The watering of the globe , that is to say the rain, an element indispensable to the exercise of life, is another consequence of solar heat. The waters of the seas, the rivers, and the lakes, those which steep the soil, or are exhaled from vegetable matter, are gradually transformed into vapour by the action of the sun's heat, and form clouds and invisible vapour. When the sun has quitted the horizon, these vapours grow cold in the bosom of the atmosphere in which they floated, and fall down upon the earth again in the form of dew, of fog, and of rain.

When the cooling of the watery vapour in the bosom of the atmosphere is more intense, instead of rain we have snow, that is to say, a fall of congealed water. It is chiefly on the summit of mountains that snow falls and accumulates, because the temperature of elevated places is always cold. In very great altitudes the snow, remaining for long periods on the tops of the mountains, passes into an intermediate condition, between snow and pure ice, and ends by forming those great expanses of congealed water which are called glaciers. During the hot seasons the glaciers melt by degrees; the water resulting from this melting process, flows down the slopes of the mountains into the valleys, and gives rise to springs, rivers, and streams. These streams and rivers run into the ocean, from which they are again evaporated by the action of solar heat, and reconstitute clouds and invisible vapour.

Thus is established and maintained that incessant circulation of the waters which lie on the surface of the earth, their continual exchange with the aërial masses, whose effect is to water the globe, a phenomenon necessary to the exercise of the functions of organized beings.

The regular currents which furrow the waters of the ocean are also the result of the action of solar heat.
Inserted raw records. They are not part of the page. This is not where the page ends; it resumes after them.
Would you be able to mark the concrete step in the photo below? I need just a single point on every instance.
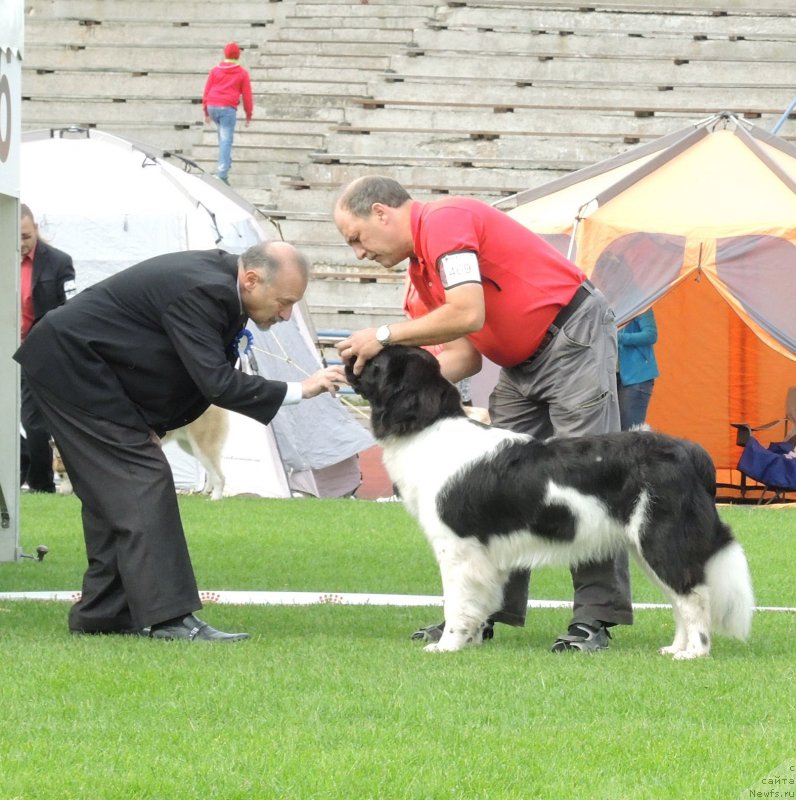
(461, 180)
(600, 43)
(137, 58)
(344, 24)
(99, 11)
(99, 112)
(279, 152)
(503, 98)
(352, 50)
(324, 33)
(156, 136)
(355, 12)
(661, 20)
(532, 122)
(637, 6)
(611, 71)
(584, 148)
(122, 85)
(45, 30)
From the poles to the equator the waters of the sea are unequally heated, and this absence of equilibrium in the temperature of the sea occasions a regular furrow, or line from the poles to the equator, resulting from the displacement of the waters, the cold waves rushing in to replace the hot. The unequal evaporation caused by the unequal distribution of heat at the equator and the poles, concurs to produce a similar result, by augmenting the degree of saltness at the equator, without augmenting it at the poles, occasioning a certain difference in density, and finally displacement for want of equilibrium. The currents of the sea are thus entirely produced by the action of the sun.

We see, therefore, that the winds, the watering of the globe, and the currents of the sea are the consequence of solar heat.

The movement of the magnet is another physical result of the action of the sun, if it be true, as Ampère says, that the magnetic currents which traverse the terrestrial globe are nothing but thermo-electric currents engendered by the unequal distribution of heat on the surface of the globe.